How to build supervised AI models when there is no annotated data

by admin · November 3, 2025

One of the biggest challenges in real-world machine learning is that supervised models require labeled data, but in many real-world scenarios, the data you start with is almost always unlabeled. Manually annotating thousands of samples is not only slow; It’s expensive, tedious, and often impractical.

This is where active learning becomes a game changer.

Active learning is a subset of machine learning in which the algorithm is not a passive consumer of data, but an active participant. Rather than pre-labeling the entire data set, the model intelligently selects which data points to label next. It interactively queries humans or oracles for labels on the most informative examples, allowing it to learn faster with fewer annotations. Check The complete code is here.

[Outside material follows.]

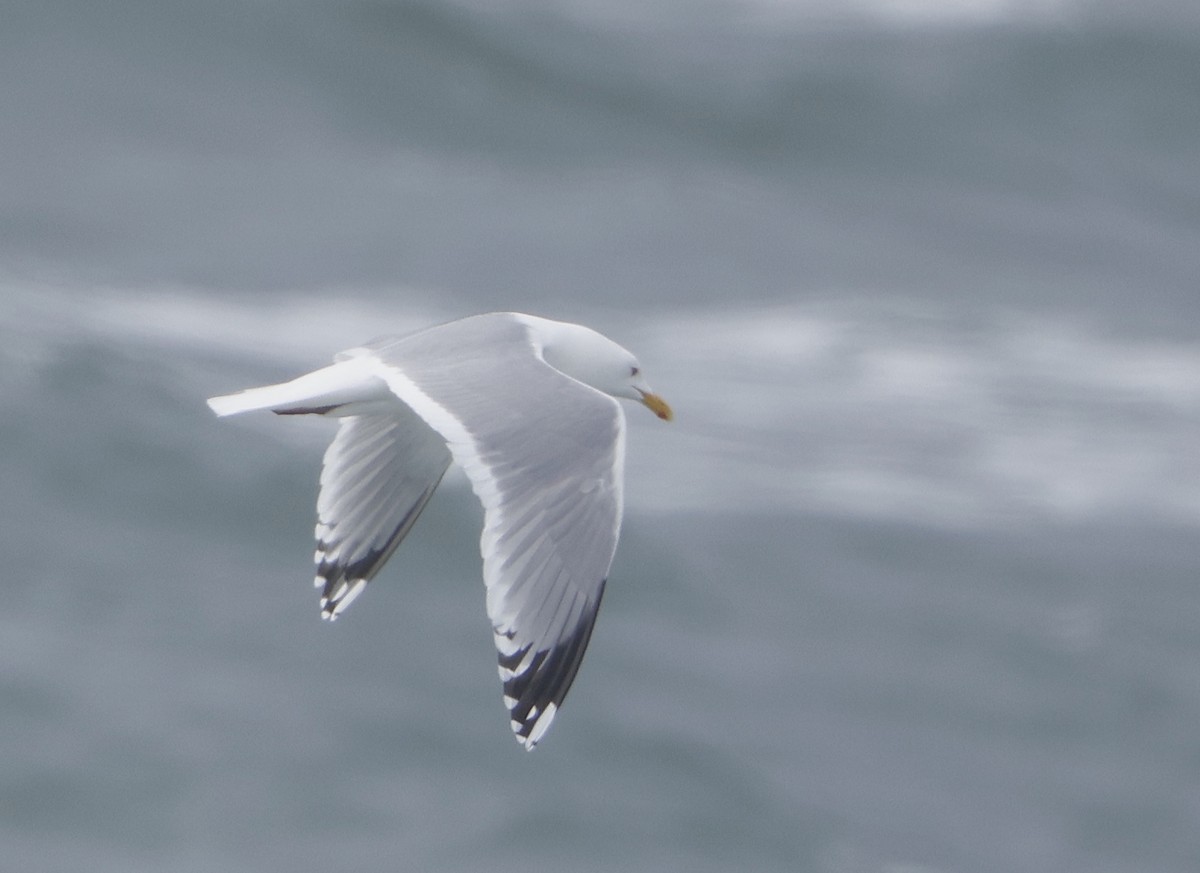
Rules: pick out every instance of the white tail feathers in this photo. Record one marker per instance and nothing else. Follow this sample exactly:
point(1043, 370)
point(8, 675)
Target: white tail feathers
point(323, 390)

The workflow typically looks like this:

A small seed portion of the dataset is first labeled to train an initial weak model.
Use this model to generate predictions and confidence scores on unlabeled data.
Compute a confidence measure (e.g., probability gap) for each prediction.
Only the samples with the lowest confidence, i.e. those for which the model is most uncertain, are selected.
These uncertain samples are manually labeled and added to the training set.
Retrain the model and repeat the cycle of Prediction → Rank Confidence → Label → Retrain.
After several iterations, the model can achieve near-fully supervised performance while requiring fewer manually labeled samples.

In this article, we walk through how to apply this strategy and show how active learning can help you build high-quality supervised models with minimal labeling effort. Check The complete code is here.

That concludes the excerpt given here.